Moody's Investors Service has changed the rating outlook to positive for PT Chandra Asri's (Chandri Asri) B2 corporate family rating and the bond rating on the USD bonds issued by Altus Capital Pte Ltd guaranteed by Chandra Asri and PT Styrindo Mono Indonesia. At the same time, the B2 ratings are confirmed. This concludes the rating review initiated on Sep 27, 2010.
"The positive outlook reflects the benefits to Chandra Asri resulting from its merger with PT Tri Polyta Tbk (TPI)," said Renee Lam, a Moody's Vice President and senior analyst, in a press statement today.

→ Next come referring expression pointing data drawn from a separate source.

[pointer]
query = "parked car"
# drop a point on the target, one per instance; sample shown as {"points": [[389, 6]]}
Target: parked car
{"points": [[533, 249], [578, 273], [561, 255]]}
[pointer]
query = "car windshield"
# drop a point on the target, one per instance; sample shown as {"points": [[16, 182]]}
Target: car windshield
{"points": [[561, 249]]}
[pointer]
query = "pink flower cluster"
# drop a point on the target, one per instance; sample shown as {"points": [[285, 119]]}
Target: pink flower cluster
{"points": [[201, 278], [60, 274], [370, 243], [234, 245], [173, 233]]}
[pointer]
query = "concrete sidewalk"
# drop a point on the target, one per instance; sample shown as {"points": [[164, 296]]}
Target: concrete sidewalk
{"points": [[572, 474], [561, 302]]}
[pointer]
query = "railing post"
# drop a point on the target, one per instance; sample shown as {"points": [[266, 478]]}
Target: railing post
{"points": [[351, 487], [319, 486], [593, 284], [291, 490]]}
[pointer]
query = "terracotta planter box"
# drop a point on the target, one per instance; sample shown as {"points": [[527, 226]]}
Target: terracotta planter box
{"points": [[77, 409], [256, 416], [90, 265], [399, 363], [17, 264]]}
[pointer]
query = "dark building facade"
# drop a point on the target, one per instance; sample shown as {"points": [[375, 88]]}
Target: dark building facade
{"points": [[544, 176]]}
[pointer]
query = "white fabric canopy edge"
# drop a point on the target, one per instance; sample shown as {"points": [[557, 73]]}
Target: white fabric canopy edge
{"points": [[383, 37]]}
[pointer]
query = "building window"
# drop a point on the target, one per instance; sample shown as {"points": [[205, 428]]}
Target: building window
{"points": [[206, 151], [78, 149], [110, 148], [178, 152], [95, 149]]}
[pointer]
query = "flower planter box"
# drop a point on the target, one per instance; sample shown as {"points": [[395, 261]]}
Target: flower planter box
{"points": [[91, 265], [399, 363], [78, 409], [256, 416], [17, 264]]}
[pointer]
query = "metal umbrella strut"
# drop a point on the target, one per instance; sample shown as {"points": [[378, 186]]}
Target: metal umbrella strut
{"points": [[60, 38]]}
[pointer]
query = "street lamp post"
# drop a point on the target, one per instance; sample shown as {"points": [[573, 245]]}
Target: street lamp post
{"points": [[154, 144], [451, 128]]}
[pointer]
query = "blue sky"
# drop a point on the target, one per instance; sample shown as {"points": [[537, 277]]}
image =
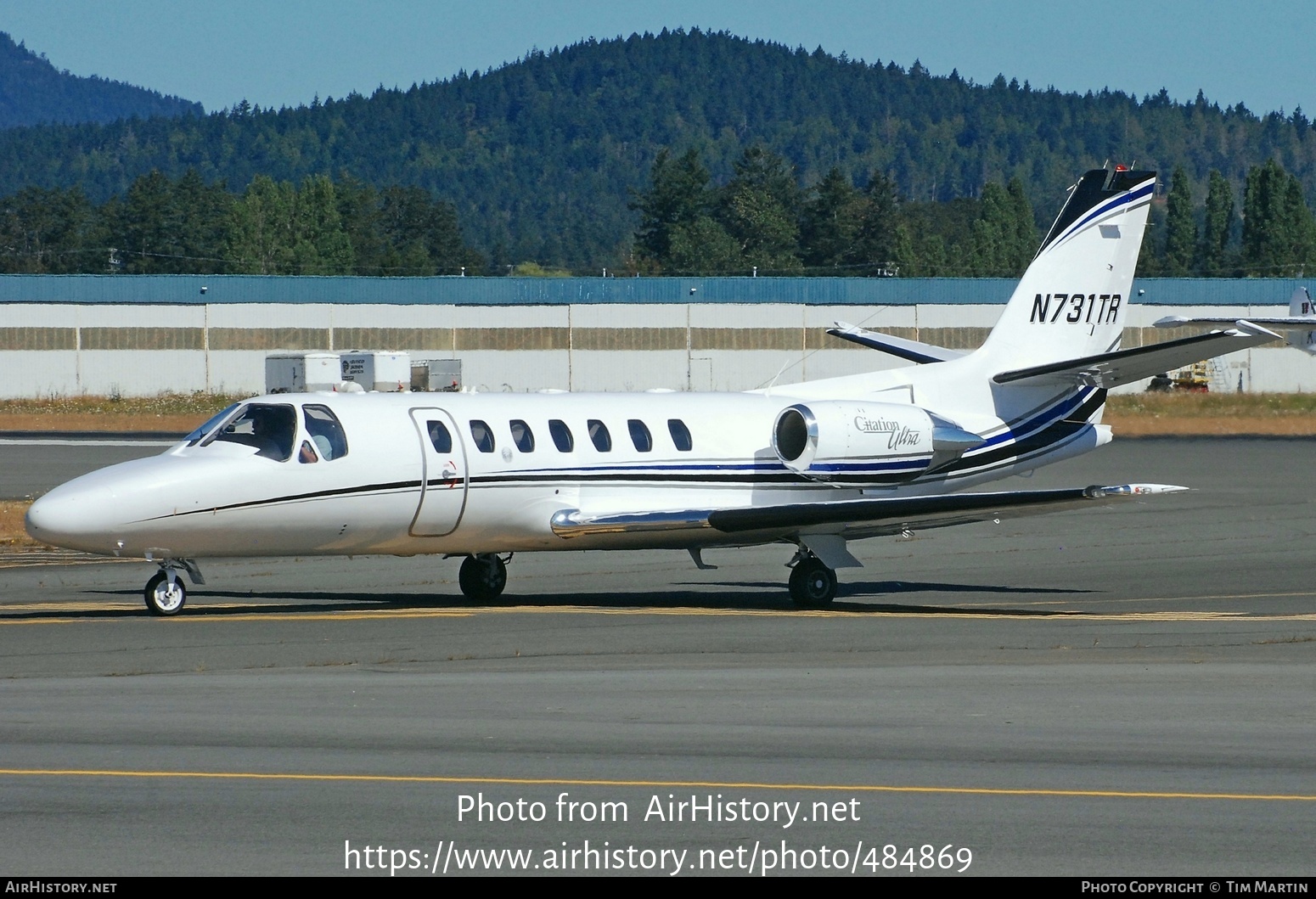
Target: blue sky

"Business profile of the merged entity, PT Chandra Asri Petrochemical Tbk [CAP], will benefit from a moderate level of downstream integration as a result of the addition of polypropylene to its product lines, as well as a widened customer base," said Lam.
The top 10 customers of CAP are expected to account for 36% of pro-forma 2009 combined sales, compared to 55% for Chandra Asri prior to the merger.
"The merged entity also benefits from a strengthened equity base, and higher balance-sheet liquidity given TPI's net cash position prior to the merger," said Lam.
"CAP has also enhanced its liquidity management by expanding banking relationships. While Temasek Holdings' shareholding in CAP has reduced to about 23% from the previous 30%, Moody's believes that an acceptable level of corporate governance is assured with two previous Temasek-appointed members joining the new Board, and CAP's public listed status," said Lam.
The company is therefore well-positioned at its B2 rating despite its small global presence, asset concentration, and the inherent cyclical nature of the petrochemical industry, leading to highly volatile earnings and cash flow.
Upward rating pressure could develop if (1) the company maintains low debt leverage through industry cycles; (2) its capex programs are executed within the planned time frame and budget; (3) it maintains its liquidity profile while improving its financial flexibility.
Moody's sees adjusted debt/book capitalization at below 25% and adjusted debt/EBITDA maintained at 2-2.5x, on a sustained basis, as indicators of a rating upgrade.
On the other hand, the rating outlook could revert back to stable if the company's petrochemical product spreads experience abrupt downturn leading to continued losses for an extended period, or if its debt leverage-- adjusted Debt/EBITDA -- increases to 3x-3.5x which could result from new acquisitions, substantial capital expenditures, or distributions to shareholders.
The last rating action on Chandra Asri was on Sep 27, 2010 when its ratings were placed on review for possible upgrade. The principal methodology used in rating Chandra Asri was Moody's Global Chemical Industry published in December 2009.
Chandra Asri is the largest petrochemical producer in Indonesia. Through the merger of Chandra Asri with TPI, a polypropylene producer, Chandra Asri Petrochemical was established in January 2011 with Barito Pacific owning about 72% stake. Temasek Holdings, the investment arm of the Singaporean government, owns a 23% stake. CAP is listed on Indonesia Stock Exchange.
Disclosure: No position at the stock mentioned above.